お土産は楽しみですが、どうしても買えないこともあると思いますので、その時は気にしないでください。
ハミングバードはいつも通り忙しいです。
カズマさんもどうか無理をせずに、無事に帰ってきてください。
帰ってきたら、またウチでごはんを食べていってくださいね、いつでもお待ちしております。
リーラ・レラージェ』
インクが乾くのを待ってから封筒に入れて、ひとまずはテーブルの上に置いておく。
明日の出かけついでに集会所に立ち寄って、手紙をエスターテへ届けてもらうのだ。
「これでよし、と」
ランプの灯りを消し、暗くなった部屋で掛け布団に潜り込む。
なんだか胸が温かい今なら、きっといい夢が見れると信じて。
一真も向こうでいい夢が見れたらいいなと信じて。
――エスターテは今それどころではないことなどつゆ知らず――
おやすみなさい。
疲労は心地好い眠りを促し、一真は深く眠っていた。
昨日に戦闘と、砂漠地帯に慣れるための特訓をすれば、自然と眠りにつけた。
夢を見ることもない熟睡は、辺りに陽の光が差し込み始める夜明けを迎えても、起床を促すこともなくぐっすりと……
「おいルーキー!起きろ!」
突然の怒鳴り声と、毛布が引っ剥がされる感覚に一真は慌てて起き上がった。
「うっ、あぁっ!?は、なに、あ、朝?」
何がどうなったのかと瞬きを繰り返す一真を叩き起こしたのは、ソルのパーティメンバーの一人――エイムズと言う男だったか――だった。

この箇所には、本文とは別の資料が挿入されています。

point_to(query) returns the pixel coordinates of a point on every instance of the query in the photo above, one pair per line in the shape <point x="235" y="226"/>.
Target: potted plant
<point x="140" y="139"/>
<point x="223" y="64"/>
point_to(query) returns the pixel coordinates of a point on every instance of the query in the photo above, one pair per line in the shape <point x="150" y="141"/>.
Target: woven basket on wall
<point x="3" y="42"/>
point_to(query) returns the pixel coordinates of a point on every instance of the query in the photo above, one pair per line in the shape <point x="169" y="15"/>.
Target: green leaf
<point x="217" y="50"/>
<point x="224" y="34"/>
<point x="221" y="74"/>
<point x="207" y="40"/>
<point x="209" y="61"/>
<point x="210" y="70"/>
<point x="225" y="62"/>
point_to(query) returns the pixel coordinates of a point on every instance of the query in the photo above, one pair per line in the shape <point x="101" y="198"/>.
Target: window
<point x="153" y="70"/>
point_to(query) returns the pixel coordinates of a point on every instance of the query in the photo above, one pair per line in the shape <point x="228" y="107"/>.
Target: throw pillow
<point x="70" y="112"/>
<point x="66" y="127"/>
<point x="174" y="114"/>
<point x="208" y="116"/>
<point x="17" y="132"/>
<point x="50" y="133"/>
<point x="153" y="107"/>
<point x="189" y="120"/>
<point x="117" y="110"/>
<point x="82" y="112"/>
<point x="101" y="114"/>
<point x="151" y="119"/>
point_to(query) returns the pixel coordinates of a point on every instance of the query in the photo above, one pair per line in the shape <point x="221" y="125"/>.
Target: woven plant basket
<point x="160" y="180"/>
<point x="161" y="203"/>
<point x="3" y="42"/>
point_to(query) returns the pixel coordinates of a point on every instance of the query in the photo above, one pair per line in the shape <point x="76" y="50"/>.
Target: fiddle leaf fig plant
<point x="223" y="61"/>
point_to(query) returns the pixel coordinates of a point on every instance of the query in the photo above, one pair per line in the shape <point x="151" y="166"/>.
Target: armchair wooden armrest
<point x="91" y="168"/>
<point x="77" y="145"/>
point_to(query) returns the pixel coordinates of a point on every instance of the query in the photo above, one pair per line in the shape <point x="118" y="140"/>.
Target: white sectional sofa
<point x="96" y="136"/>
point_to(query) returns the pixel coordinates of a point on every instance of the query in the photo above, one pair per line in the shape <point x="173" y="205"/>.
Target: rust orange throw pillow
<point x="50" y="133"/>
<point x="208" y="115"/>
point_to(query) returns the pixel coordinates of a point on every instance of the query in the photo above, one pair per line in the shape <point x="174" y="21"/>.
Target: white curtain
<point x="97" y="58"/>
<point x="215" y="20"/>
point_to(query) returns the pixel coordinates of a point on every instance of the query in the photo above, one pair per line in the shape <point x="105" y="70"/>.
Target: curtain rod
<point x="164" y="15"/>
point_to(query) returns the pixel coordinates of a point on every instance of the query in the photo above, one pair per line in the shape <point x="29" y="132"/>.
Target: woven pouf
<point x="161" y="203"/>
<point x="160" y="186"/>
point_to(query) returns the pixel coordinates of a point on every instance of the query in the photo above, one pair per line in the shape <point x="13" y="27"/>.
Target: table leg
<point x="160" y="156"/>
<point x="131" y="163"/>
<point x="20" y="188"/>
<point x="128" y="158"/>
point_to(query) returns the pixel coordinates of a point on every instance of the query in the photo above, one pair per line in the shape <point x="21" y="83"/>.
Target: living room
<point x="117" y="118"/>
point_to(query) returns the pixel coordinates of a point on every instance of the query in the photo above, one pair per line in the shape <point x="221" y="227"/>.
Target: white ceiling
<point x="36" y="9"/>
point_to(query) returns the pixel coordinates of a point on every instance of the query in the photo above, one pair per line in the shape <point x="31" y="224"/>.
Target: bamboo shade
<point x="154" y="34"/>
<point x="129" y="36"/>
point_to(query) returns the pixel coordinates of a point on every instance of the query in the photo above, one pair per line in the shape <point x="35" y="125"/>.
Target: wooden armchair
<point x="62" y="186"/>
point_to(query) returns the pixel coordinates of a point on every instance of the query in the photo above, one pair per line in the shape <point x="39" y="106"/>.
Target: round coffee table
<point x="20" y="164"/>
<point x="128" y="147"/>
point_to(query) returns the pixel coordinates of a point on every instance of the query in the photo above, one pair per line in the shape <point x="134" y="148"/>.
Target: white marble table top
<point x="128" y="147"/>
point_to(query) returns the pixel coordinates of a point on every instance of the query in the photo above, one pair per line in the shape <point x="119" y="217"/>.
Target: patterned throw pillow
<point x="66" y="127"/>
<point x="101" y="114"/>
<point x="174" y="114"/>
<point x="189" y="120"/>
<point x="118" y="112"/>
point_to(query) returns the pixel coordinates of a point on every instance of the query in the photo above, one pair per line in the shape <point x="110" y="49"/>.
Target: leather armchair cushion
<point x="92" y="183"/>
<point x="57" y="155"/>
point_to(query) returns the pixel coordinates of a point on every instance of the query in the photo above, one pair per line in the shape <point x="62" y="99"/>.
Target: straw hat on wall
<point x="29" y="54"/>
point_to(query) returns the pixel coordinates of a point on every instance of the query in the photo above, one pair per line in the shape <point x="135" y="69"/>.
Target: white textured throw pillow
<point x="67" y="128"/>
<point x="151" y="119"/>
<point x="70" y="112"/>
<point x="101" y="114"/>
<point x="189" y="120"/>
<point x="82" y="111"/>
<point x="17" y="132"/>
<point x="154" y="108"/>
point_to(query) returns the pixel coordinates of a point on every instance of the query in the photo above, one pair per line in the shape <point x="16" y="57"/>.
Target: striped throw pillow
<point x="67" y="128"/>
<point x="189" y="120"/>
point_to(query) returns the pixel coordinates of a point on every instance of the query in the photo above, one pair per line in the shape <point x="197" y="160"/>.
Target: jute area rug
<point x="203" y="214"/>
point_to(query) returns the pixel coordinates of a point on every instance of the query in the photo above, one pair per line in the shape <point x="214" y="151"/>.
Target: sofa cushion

何やらただ事ではないことが起きたのか、焦っているようだ。
「いつまで寝てんだ!さっさと身支度整えて、十分後に集会所だ!遅れたらサンドラどものエサにしてやっからな!」
それだけ言うと、即座に客室を出ていった。
見れば、男部屋の客室に残っているのは一真だけで、他の者は既に集会所に集まっているのだろうか。
「……急ぐか」
手早く部屋着から戦闘用装備に着替え、カタナブレードを背負って一真は集会所へ急いだ。
エスターテの集会所に駆け込むと、既にプリマヴェラのコントラクター達は集まっているが、所内は重苦しい緊張感に包まれていた。
「すいません、遅れました!」
自分が一番最後らしいので、軽く頭を下げながら輪の中へ入っていく一真。
「最後のお寝坊くんがやっと来ましたね。……ラズベルさん」
カトリアが小さく息をついてから、ラズベルを促す。
咳払いをひとつ挟んでから、ラズベルは状況を話し始めた。
「んじゃ順を追って説明するわね。まず、昨夜に砂丘遺跡の調査に向かってたメンバーからの帰還報告……遺跡内で『正体不明の魔物に襲撃された。怪我人も多く、仮の拠点としているベースキャンプから動けない』とのこと」
正体不明の魔物と聞いて、コントラクター達の緊張が強まる。
「この報告を聞いて、ベンチャーズギルド・エスターテ支部は、調査隊の救援に向かうべく新たに人員を砂丘遺跡へ派遣し……まだ誰も帰還出来てない」
ラズベルが言うには、エスターテの町から砂丘遺跡までは、馬を飛ばせばほんの数十分で到着するような距離なので、状況把握報告のために、遅くとも夜明けまでに一人は帰還するはずだったが、それすらも戻って来ていないらしい。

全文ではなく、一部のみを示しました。